# Linear regression on market data - Implemented from scratch in Python and R

This is the second installment of my series on regression analysis used in finance. In the first installment, we touched upon the most important technique in financial econometrics: regression analysis, specifically linear regression and two of its most popular flavours:

• univariate linear regression, and
• multivariate linear regression.

In this post, we apply our knowledge of regression to actual financial data. We will model the relationships from the previous post using Python and R. I run it in both (with downloadable code where applicable) so that readers fluent in one language or application can hopefully get more intuition on its implementation in others.

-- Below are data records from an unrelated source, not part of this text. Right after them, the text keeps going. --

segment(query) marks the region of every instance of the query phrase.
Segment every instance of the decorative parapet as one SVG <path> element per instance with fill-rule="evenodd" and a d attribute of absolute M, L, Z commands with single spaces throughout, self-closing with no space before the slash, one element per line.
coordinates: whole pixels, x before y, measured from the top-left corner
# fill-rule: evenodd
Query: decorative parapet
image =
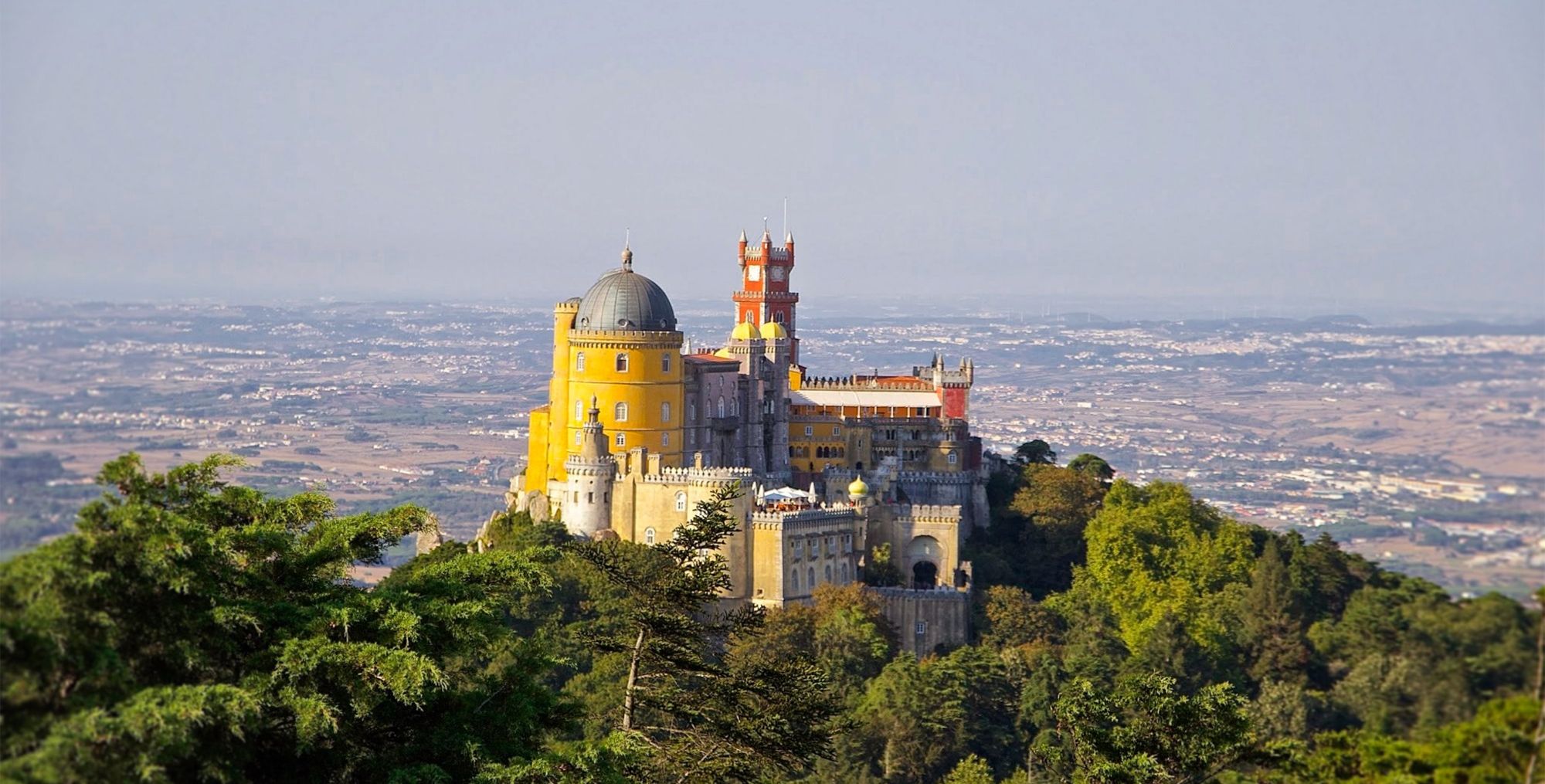
<path fill-rule="evenodd" d="M 811 377 L 800 381 L 800 389 L 840 389 L 840 390 L 857 390 L 865 389 L 899 389 L 907 392 L 933 392 L 933 387 L 919 383 L 916 378 L 885 378 L 879 380 L 874 377 Z"/>
<path fill-rule="evenodd" d="M 722 486 L 735 482 L 749 483 L 751 469 L 749 468 L 669 468 L 664 466 L 655 474 L 644 474 L 640 477 L 641 482 L 652 485 L 697 485 L 697 486 Z"/>
<path fill-rule="evenodd" d="M 834 525 L 851 525 L 857 517 L 853 506 L 797 509 L 793 512 L 751 512 L 752 528 L 785 529 L 785 528 L 825 528 Z"/>
<path fill-rule="evenodd" d="M 972 471 L 898 471 L 895 480 L 912 485 L 970 485 L 976 482 L 976 474 Z"/>
<path fill-rule="evenodd" d="M 581 349 L 632 349 L 637 346 L 681 346 L 681 332 L 660 332 L 646 329 L 590 329 L 575 327 L 569 330 L 569 343 Z"/>
<path fill-rule="evenodd" d="M 891 506 L 898 520 L 915 520 L 929 523 L 953 523 L 961 519 L 958 503 L 898 503 Z"/>
<path fill-rule="evenodd" d="M 941 585 L 938 588 L 896 588 L 884 586 L 878 588 L 873 585 L 865 585 L 865 590 L 878 596 L 890 596 L 896 599 L 915 599 L 919 602 L 969 602 L 970 591 L 964 588 L 955 588 L 949 585 Z"/>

Many building blocks needed to develop and implement models are available as ready-to-wear software these days. Using them as-is is now standard practice among practitioners of quantitative trading.

Many assumptions underlie the linear regression model. Closely linked to them are also its shortcomings. If you plan to use linear regression for data analysis and forecasting, I'd recommend you look that up first. I intend to write on that topic next.

For now, I shall shrug those worries away and get on with the implementation.

## Implementation using Python

There are many ways to perform regression analysis in Python. The statsmodels, sklearn, and scipy libraries are great options to work with.

For the sake of brevity, we implement simple and multiple linear regression using the first two.

I point to the differences in approach as we walk through the below code.

We use two ways to quantify the strength of the linear relationship between variables.

1. Calculate pairwise correlations between the variables.
2. Linear regression modeling (the preferred way).

We start with the necessary imports and get the required financial data.

As discussed in my previous post, we work with the historical returns of Coca-Cola (NYSE: KO), its competitor PepsiCo (NASDAQ: PEP), the US Dollar index (ICE: DX) and the SPDR S&P 500 ETF (NYSEARCA: SPY).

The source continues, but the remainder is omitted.